Takeaways form Cosmo’s blockchain governance
Cosmos: individual governance for each blockchain in cross-chain projects
Cosmos is a blockchain network in which multiple independent blockchains can be connected to each other. Those blockchains connected to the Cosmos network are called zones. Each such zone has its own governance and within these zones validators and delegators (see below) vote on proposals. These proposals can be blockchain parameters (e.g. block size) and adaptions to Cosmos’ constitution, among other things. Similar to DFINITY (see below), Cosmos supports roll-backs.
- Validators: Validators are nodes with positive voting power that can vote for agreement on the next block.

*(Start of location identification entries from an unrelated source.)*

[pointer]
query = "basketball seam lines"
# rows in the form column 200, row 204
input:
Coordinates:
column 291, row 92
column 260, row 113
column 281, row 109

- Delegators: Delegators are indirect validators. Analogous to a liquid democracy (or delegative democracy) delegators transfer their tokens and thus voting power to validators. Those validators then vote with their own tokens and the tokens lent to them. Delegators can withdraw their tokens from validators at any time. This is similar to DFINITY’s automatic voting (see below).
Takeaway: In cross-chain projects, multiple governance models can be used.
- Cross-chain governance: How will cross-chain governance be regulated?
- Coordination costs of multiple governance models in cross-chain settings: Will one governance model across multiple blockchains in a cross-chain setting make the whole system more or less efficient and would rather a unified governance model suffice?